One of the best systems for larger growers with a local delivery area uses carts that are directly loaded in the greenhouse, pushed or pulled to the shipping area where they are shrink-wrapped and then loaded onto the delivery truck. A dock or hydraulic tailgate is needed in the loading area.

A mono-rail conveyor is convenient where plants are grown in individual houses connected by a headhouse. Through the use of switches, plant carriers can be pushed from any greenhouse to the shipping area.

A loading dock makes receiving and shipping easier.
Photo: John W. Bartok, Jr.

Packing area efficiency

If the orders are not assembled in the growing area, then assembly is done in the packing area. An efficient routine needs to be developed to save time and handling. Some growers have adapted gravity flow racks to make order picking easier.
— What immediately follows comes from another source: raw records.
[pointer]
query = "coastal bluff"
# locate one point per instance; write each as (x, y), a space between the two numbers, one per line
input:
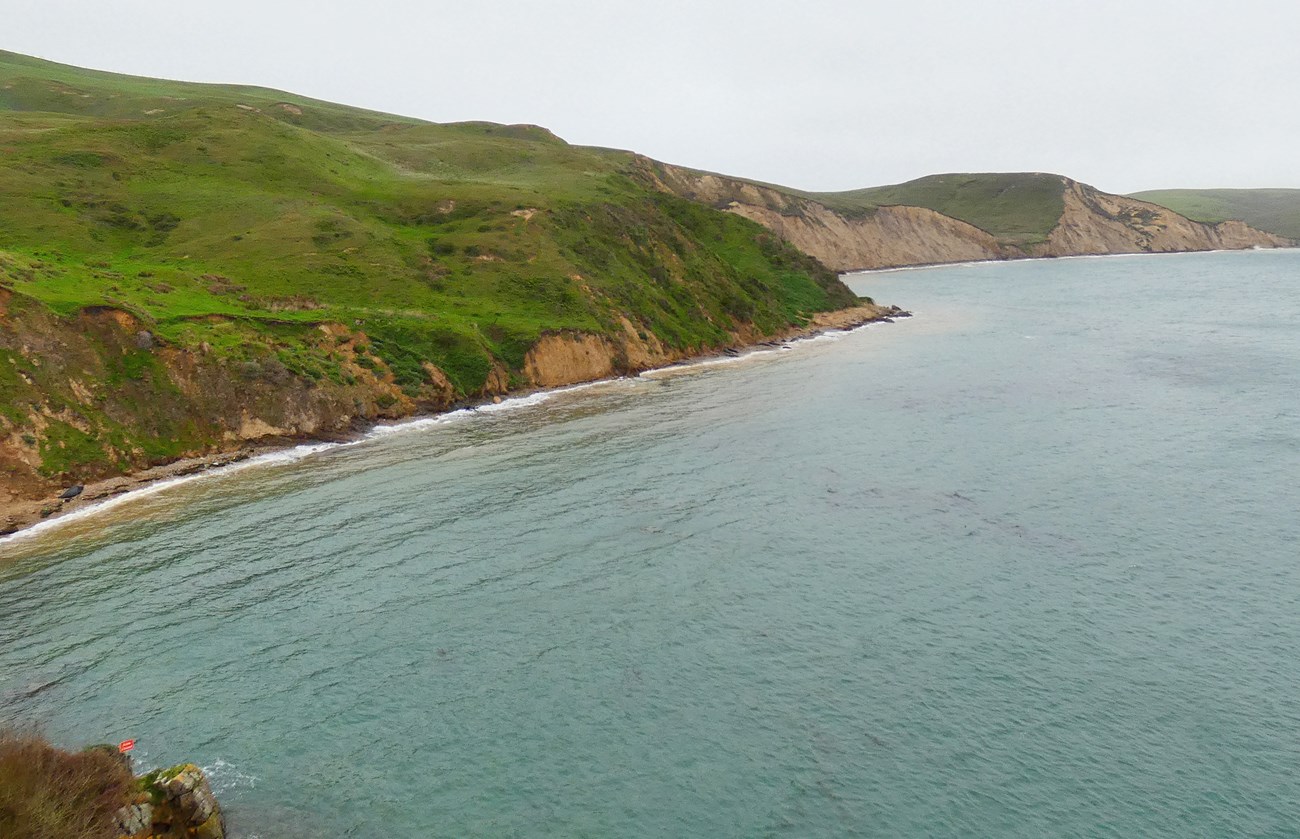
(176, 803)
(993, 217)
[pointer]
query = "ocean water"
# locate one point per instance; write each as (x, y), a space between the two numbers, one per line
(1027, 565)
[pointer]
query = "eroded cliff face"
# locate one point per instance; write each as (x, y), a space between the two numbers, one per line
(1099, 223)
(895, 236)
(887, 237)
(98, 396)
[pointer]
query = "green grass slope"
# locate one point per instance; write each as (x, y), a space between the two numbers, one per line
(1275, 211)
(242, 220)
(1018, 208)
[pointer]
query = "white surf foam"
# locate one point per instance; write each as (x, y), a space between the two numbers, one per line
(294, 454)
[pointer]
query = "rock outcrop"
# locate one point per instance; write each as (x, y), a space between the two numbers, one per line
(1099, 223)
(896, 236)
(173, 804)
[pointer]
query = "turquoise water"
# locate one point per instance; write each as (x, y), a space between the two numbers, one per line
(1027, 565)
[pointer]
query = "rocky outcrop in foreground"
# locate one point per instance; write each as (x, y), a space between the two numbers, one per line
(173, 804)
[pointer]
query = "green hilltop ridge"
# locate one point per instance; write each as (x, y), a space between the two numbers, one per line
(181, 262)
(1273, 210)
(1018, 208)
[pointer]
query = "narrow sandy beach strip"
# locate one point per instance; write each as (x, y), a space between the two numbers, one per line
(30, 518)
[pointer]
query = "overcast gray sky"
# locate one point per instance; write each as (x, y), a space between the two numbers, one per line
(818, 94)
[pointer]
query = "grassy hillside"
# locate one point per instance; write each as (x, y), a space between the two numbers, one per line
(1019, 208)
(241, 221)
(1275, 211)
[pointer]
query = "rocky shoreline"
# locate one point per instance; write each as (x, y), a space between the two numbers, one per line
(24, 515)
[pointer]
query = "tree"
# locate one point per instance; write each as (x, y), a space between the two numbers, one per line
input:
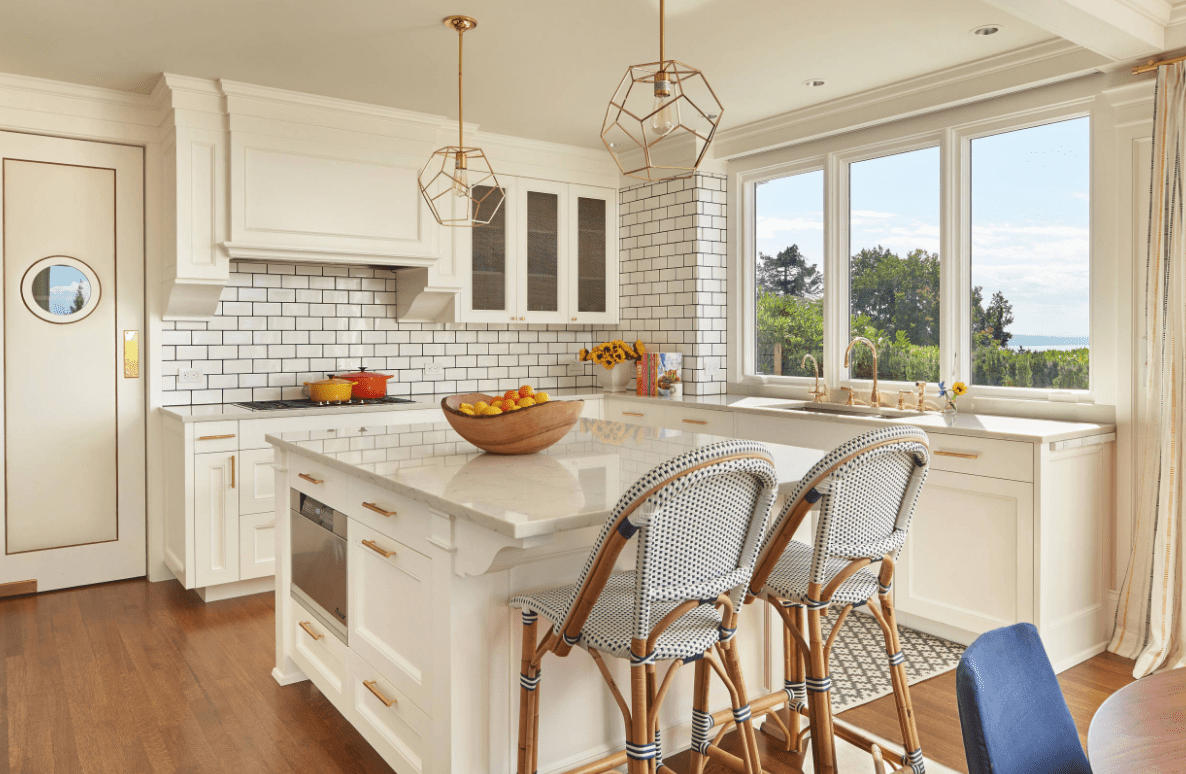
(789, 274)
(898, 294)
These consist of racks of sloping conveyors adjacent to a work aisle. Flats or pots in carriers are delivered by cart to the back of the racks, loaded onto the conveyor and are moved by gravity to the front edge. Workers select flats from the conveyors to fill the orders.

To save time during the shipping period, label or tag plants at the time they are planted. Also, water plants before they are brought to the shipping area. This can be done by passing them through a water tunnel or by moving a whole cart through a water station.

For growers that box their plants for shipment by common carrier or package delivery service, a workstation area is needed to do the packaging. An efficient workstation design can increase efficiency by 20 to 30 percent. The workstation should include a work table, space for supplies, space for the packaged boxes and be convenient to the plant storage area. Workers should do a minimum of walking. Work tables should be at elbow height. Locate a conveyor at the back of the work table to carry the filled boxes to the shipping area.

Loading docks

Loading docks are becoming more important to greenhouse and nursery operations for both receiving material and shipping plants. They provide a platform that is level with the truck bed, making it accessible to forklifts, fork trucks, carts and hand trucks. Lifting and carrying can be reduced.

Location, construction and safety are important. Primary concerns should be for a location with convenient access to the headhouse or nursery and the highway, and adequate space for storage of materials and maneuvering equipment.